Energy Loss of Aortic Wall in Aneurysms Predicts Tissue Delamination

Mingyi Tang (1,3), Edwin Wong (1,2,3), Jennifer Chung (4),

Maral Ouzounian (4), Craig Simmons (1,2,3)

1. Department of Mechanical and Industrial Engineering, University of Toronto

2. Institute of Biomaterials and Biomedical Engineering, University of Toronto

3. Translational Biology and Engineering Program, Ted Rogers Centre for Heart Research

4. Division of Cardiac Surgery, University of Toronto

The biomechanics of aortic aneurysms are poorly understood, making it difficult to predict which patients should be operated on because their aneurysms are at risk of dissection. Dissections are life-threatening events that occur when blood enters the medial layer of the aortic vessel wall causing it to delaminate. Currently, risk is assessed by measuring the aortic aneurysm (AA) diameter from clinical computed tomography. However, this metric leads to missing many patients who then present with aortic dissection. One proposed clinical biomarker is energy loss (ΔUL): the percentage of mechanical energy/unit volume dissipated between loading and unloading of a material. For AAs, ΔUL has been found to positively correlate with pathological changes to the microstructure of the AA tissues. Other potential biomechanical markers include the tissue’s Young’s modulus (E) and the modulus anisotropy index (AI). There have yet to be any studies evaluating correlations between a failure criterion such as the delamination strength of the tissue (Sd) and a biomechanical parameter. Our aim is to determine if biomechanical parameters such as ΔUL, E and AI can be used to predict the forces needed to dissect AAs.

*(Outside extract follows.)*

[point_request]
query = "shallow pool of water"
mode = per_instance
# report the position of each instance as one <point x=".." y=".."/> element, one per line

Ascending AAs were collected during surgery (n = 43) while non-diseased aorta controls were collected from transplant donors (n = 8). Square samples (14 x 14 mm2) were subjected to 25% equibiaxial strain to calculate ΔUL and E in both directions of loading as well as AI for both parameters. 6 mm x 30 mm strips were delaminated via uniaxially peeling to calculate Sd. ΔUL was significantly and negatively correlated to Sd (r2 > 0.42, p < 0.0001). However, E and AI for both ΔUL and E were not significantly correlated to Sd (r2 < 0.08, p > 0.05). AA diameters were significantly but poorly correlated to Sd (r2 = 0.18, p < 0.05). This suggest that ΔUL maybe a stronger predictive parameter to assess dissection risk compared to E, AI and AA diameter. When stratified based on valve morphology, it was determined that AAs associated with bicuspid valves had higher Sd (35.8 ± 1.97 N/mm vs. 27.0 ± 2.4 N/mm, p < 0.01) and lower ΔUL (6.6% ± 1.5 vs. 9.7% ± 2.8, p < 0.0001) compared to tricuspid valve patients.

Our study suggests that ΔUL is a biomechanical marker that is a stronger predictor of AA dissection risk compared to the clinical standard of using aneurysm diameter. For future investigations, we aim to trial clinical imaging techniques to measure ΔUL in vivo.